Just because Vista Outdoor's (NYSE:VSTO) firearms business weighed on its performance for another quarter doesn't mean its stock is not a buy. In fact, despite the segment's poor showing, investors may want to take a closer look at this company, which could be at the beginning of a big turnaround.
Gun segment shot down
In its fiscal third quarter 2018, which ended Dec. 31, 2017, revenue from Vista's shooting sports segment tumbled 21% to $286 million from the year-ago period, while gross profit for the segment plunged almost 50% to $52 million. Management said weak market conditions will compel it to deeply discount products just to maintain market share, meaning its profits will come under further pressure in its fourth quarter.
The segment's sales have gone from accounting for 55% of Vista's revenues last year to under 50% in the most recent quarter. (The company's other segment is outdoor products.) In addition, a rise in commodity prices is taking such a toll on its ammunition business that not only did it implement price hikes in January in the low- to mid-single-digit-percentage range, it plans another, similar round of price increases in April.
Olin, which owns the Winchester brand of ammunition, recently noted that the price of copper had increased 21%, zinc prices were up 19%, and lead rose 12%, and said it doesn't think the ammunition price increases that Vista and others have announced are actually enough to offset the rising cost of metals. Vista probably concurs: It said others in the space have been laggards about raising their prices, but it doesn't see how they'll be able to hold off for much longer.
A new company emerging
It's possible that Vista Outdoor will emerge from this difficult period a much leaner company, as CEO Christopher Metz has discussed "rationalizing" the number of products it offers. Although Vista will continue to bring new products to market, Metz admitted that it hasn't been good about shedding underperforming lines. That won't be the case anymore.
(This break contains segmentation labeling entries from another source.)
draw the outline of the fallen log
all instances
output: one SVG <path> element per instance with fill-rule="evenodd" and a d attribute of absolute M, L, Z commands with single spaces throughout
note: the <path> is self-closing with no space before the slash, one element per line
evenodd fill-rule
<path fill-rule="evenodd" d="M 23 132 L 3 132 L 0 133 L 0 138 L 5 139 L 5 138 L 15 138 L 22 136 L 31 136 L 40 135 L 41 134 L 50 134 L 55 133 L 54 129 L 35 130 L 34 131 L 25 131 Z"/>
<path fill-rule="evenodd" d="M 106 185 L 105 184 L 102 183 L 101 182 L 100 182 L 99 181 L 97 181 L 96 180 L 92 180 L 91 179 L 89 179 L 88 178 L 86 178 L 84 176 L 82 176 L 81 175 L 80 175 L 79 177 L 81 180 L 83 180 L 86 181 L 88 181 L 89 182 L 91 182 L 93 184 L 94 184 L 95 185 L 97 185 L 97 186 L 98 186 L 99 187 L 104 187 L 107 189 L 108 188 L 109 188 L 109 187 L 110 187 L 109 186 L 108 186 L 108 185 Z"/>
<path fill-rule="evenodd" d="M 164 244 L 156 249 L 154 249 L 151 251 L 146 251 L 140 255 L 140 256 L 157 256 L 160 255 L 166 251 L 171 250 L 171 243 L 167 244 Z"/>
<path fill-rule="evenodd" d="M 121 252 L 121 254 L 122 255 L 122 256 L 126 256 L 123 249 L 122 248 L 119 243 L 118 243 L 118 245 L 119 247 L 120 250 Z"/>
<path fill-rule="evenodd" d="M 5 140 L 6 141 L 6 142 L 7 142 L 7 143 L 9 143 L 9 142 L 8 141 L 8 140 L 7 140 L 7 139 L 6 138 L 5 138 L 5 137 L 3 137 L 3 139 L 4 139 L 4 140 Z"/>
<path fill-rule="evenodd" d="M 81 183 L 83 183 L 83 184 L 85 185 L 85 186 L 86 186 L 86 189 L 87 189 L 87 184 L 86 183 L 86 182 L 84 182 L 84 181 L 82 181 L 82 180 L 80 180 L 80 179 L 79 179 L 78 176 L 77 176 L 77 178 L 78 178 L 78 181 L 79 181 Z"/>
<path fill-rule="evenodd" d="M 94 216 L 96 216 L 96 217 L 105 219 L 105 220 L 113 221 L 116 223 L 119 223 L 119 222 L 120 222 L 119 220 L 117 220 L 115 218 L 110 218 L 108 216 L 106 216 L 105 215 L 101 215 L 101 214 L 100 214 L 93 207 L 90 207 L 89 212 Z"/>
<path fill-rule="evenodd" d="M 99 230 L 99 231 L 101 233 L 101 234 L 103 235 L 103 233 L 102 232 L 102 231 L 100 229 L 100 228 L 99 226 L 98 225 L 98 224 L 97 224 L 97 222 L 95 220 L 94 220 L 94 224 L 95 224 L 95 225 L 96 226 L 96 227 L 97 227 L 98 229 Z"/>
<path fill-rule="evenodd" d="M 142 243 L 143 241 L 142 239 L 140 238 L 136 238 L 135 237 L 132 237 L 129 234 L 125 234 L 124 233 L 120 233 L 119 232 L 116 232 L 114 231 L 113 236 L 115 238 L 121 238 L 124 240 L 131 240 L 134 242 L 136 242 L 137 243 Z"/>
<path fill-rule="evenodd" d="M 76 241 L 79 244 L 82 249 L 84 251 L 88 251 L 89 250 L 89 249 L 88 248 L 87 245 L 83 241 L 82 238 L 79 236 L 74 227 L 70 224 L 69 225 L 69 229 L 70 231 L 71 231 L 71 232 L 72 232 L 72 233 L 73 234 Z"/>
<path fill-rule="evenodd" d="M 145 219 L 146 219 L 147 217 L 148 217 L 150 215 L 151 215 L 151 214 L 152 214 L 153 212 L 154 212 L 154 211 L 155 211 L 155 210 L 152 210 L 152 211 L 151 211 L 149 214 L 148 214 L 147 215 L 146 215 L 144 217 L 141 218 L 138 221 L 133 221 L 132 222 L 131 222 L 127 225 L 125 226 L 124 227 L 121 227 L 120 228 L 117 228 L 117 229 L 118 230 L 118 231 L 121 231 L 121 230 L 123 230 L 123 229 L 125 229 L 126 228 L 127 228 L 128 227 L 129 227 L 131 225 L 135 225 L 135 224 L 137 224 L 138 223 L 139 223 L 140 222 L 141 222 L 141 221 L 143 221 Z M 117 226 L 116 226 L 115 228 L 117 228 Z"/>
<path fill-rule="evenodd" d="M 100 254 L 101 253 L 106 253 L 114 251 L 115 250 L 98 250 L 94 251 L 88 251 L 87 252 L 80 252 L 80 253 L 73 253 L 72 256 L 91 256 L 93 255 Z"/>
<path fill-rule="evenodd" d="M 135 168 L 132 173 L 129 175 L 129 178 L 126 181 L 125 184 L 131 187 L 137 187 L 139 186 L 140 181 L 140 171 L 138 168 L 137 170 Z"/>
Last quarter, it announced it was putting its Bolle brand up for sale. Bolle primarily makes sunglasses, but also helmets for skiers and bicyclists, and the company considers it a non-core unit. Given that the brand has received a lot of interest from potential buyers, Vista may put even more divisions on the auction block.
The firearms and outdoor gear maker will also undergo a bit of a reorganization in the near future, and has already lined up a new credit structure to better finance its plans. Vista paid down its revolving credit facility in anticipation of refinancing its current credit lines using an asset-based loan (ABL) structure accompanied by a term loan. ABLs provide financing based on the value of the underlying assets, which if valuable, can sometimes give the borrower a lower interest rate, though Vista doesn't anticipate its rates changing all that much.
"We do feel like going to an ABL would give us some flexibility that we don't currently have," Metz said in the most recent conference call with analysts. "And every bank we've talked to was in unanimous consensus that the direction we're headed is the right direction given where we want to take the business."
When Vista Outdoor has its new system in place -- which should happen by mid-2018 -- it should be able to make more targeted investments in its business, along the lines of the new 224 Valkyrie cartridge that it specially designed for modern sporting rifles (MSR). MSRs are the most popular class of rifles sold today, and the new round provides then with supersonic velocities at up to 1,300 yards and a very flat trajectory. Vista also introduced a new MSR under its Savage brand -- the MSR 15 Valkyrie -- to take advantage of the new round's capabilities.
To get the most mileage out of it, though, Vista will need other gunmakers to produce rifles for the round, and it has worked with a number of companies that are now in the process of manufacturing them.
A good value
Ultimately, Vista Outdoor has been put through the wringer over the past year or so, and fared much worse than either Sturm, Ruger or Smith & Wesson. Since the 2016 election, Vista's stock has lost nearly two-thirds of its value compared to about 50% for American Outdoor Brands and 25% for Sturm Ruger.
Vista management said that when its fiscal year ends at the end of March, it expects to report revenues of approximately $2.25 billion, adjusted profits of $0.50 per share to $0.60 per share, and free cash flow of about $180 million. With its stock selling for just a fraction of its sales and book value, and a deeply discounted 4 times free cash flow, any improvement Vista Outdoor makes on top of what it has already achieved should benefit shareholders.